Can we take x86 assembly and turn it back into source code?

I thought it would be fun to write a simple C/C++ program and have a friend reverse it and replicate the source as closely as possible. He, in turn, sent me the same challenge. This is a short post about my process of reversing his code. We’ll see how close we got to the original source at the end.

Couple of simple notes: optimization is off and we’re in debug mode, “Debug my own code” looks like it is off. It looks like from the bottom that stack frames are on (cmp ebp,esp, call), so I can safely ignore that code.

Let’s get to work.

Here is the entirety of the function we’re going to reverse.

Assembly code of the function we're going to reverse

The first thing I noticed in the prologue is the local variables for this function (_main).

sub esp, C0

The compiler has allocated 192 bytes for local variables. A couple of instructions below we have a

rep stosd

Which uses the address in EDI to basically memset the memory of the local variable(s) to 0xCCCCCCCC. For the life of me I can’t figure out how to generate this instruction. I’ve tried…

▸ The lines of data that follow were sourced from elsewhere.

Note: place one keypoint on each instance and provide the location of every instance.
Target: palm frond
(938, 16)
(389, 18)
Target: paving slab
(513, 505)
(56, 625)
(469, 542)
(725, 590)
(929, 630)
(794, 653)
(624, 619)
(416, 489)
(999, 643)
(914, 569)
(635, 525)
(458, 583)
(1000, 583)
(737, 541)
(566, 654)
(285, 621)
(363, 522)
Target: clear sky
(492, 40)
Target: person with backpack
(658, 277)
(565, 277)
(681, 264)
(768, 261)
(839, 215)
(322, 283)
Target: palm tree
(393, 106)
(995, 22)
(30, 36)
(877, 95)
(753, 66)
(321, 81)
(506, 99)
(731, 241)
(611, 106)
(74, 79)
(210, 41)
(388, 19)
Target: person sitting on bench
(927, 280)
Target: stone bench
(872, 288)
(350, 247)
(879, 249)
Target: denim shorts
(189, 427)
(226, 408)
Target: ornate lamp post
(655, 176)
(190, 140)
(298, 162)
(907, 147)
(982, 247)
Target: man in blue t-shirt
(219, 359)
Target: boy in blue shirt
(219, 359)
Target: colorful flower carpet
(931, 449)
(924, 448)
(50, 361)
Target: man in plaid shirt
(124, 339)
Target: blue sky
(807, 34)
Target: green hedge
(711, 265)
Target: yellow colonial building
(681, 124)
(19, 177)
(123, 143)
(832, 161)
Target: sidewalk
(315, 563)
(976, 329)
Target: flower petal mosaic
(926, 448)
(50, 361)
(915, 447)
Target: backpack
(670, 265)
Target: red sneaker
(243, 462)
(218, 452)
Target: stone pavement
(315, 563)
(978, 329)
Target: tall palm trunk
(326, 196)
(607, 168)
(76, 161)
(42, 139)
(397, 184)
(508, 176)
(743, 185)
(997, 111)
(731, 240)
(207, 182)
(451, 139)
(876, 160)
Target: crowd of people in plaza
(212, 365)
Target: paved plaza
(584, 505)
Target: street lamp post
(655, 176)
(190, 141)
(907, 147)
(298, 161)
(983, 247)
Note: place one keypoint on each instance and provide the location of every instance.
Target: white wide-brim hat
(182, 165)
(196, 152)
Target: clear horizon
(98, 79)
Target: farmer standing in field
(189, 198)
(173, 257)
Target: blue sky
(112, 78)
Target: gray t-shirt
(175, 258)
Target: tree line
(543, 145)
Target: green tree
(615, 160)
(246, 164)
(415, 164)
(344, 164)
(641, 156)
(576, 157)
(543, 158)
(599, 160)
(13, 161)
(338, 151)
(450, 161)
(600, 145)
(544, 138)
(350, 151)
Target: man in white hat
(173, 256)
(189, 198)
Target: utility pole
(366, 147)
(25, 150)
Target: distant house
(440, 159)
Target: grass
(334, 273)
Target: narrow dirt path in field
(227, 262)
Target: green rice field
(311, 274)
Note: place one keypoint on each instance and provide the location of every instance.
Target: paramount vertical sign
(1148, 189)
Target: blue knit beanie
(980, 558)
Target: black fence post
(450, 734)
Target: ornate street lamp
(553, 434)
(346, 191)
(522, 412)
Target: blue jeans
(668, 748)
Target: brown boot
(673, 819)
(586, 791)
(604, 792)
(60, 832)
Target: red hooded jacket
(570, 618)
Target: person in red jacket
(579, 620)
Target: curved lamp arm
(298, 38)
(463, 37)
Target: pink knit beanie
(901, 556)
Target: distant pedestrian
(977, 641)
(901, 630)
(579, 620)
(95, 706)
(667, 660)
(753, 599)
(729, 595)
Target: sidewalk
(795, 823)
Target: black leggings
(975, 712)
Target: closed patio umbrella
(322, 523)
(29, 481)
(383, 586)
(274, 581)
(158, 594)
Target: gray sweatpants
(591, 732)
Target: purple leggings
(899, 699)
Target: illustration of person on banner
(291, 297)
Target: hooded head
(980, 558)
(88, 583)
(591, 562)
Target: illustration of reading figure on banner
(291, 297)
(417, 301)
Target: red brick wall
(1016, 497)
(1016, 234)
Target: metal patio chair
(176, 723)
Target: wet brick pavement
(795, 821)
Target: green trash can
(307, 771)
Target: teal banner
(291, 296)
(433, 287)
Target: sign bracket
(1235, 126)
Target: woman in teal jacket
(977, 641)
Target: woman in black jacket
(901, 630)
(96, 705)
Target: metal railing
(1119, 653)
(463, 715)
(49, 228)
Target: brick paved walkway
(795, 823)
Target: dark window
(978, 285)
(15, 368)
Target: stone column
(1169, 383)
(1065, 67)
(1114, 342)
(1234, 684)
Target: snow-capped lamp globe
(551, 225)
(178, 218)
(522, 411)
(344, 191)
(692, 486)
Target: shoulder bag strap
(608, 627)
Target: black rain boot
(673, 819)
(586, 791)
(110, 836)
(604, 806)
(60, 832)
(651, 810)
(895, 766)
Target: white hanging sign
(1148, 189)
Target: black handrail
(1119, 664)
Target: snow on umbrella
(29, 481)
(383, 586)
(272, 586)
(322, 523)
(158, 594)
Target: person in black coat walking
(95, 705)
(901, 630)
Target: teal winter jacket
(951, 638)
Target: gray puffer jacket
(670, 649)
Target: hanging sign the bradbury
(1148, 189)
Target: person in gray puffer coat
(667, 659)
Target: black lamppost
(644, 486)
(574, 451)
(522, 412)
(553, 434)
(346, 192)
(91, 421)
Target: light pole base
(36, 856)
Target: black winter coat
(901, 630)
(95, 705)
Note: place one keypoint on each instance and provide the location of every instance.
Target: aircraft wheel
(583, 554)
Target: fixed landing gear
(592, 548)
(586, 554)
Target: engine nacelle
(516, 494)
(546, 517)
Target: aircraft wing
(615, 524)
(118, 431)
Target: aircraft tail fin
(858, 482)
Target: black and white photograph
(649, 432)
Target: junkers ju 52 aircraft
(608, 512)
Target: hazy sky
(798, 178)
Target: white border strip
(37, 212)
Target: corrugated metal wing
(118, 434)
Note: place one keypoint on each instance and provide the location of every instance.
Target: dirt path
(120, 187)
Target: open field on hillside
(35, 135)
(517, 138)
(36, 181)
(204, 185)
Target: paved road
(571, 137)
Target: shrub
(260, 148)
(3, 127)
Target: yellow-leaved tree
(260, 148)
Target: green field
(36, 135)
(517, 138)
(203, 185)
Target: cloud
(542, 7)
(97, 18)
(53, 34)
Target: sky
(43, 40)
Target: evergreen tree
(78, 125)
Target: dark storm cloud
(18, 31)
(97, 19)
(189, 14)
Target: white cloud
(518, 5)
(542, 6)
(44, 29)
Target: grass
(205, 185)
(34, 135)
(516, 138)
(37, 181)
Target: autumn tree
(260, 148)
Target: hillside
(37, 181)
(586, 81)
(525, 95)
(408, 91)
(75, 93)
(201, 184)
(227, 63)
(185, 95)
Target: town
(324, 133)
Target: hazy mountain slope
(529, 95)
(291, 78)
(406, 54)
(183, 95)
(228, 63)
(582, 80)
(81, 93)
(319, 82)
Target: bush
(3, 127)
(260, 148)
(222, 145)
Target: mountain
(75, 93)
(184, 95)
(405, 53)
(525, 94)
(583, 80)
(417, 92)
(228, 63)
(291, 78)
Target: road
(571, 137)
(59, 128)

unsigned char buf[192] = { 0xCC };

Which generates a memset call and doesn’t fill all bytes, just sets the first and zeros the rest, clearly not what we want, because in the challenge sent, we’re 95% positive there should be a buffer that is 48d dwords long (192d bytes).

Assembly produced when I tried to replicate the rep stosd instruction

Oh well, let’s move on, we can come back to how that instruction was actually generated later.

There’s a function next

call reversemecolin1.F71212

Peeking into it it looks like this

A small assembly function that features a call to GetCurrentThreadId

This is annoying. I’m not sure if that was hand-written by the programmer or generated by the compiler. It’s clearly something to do with a windows API (GetCurrentThreadId). Note the value at

mov ecx, reversemecolin1.F7C034

is

Memory view of 7 bytes at the address +0xF7C034

This function takes no arguments, just some data in ECX that is already initialized. Checking what section this memory resides in the exe is in reveals it’s in the .msvcjmc section. Something specific to visual studio. Checking google for the presence of a .msvcjmc section reveals that jmc stands for “Just My Code” debugging is actually on! We were wrong initially. It’s safe to conclude (I think) the author didn’t write this portion manually and instead is added by the compiler/linker to support JMC in visual studio. And it’s safe to assume (since there’s no evidence of EAX being used prior to the OpenClipboard call that anything is particularly important. To replicate the code we now know we have to have JMC enabled and Stack frame checking!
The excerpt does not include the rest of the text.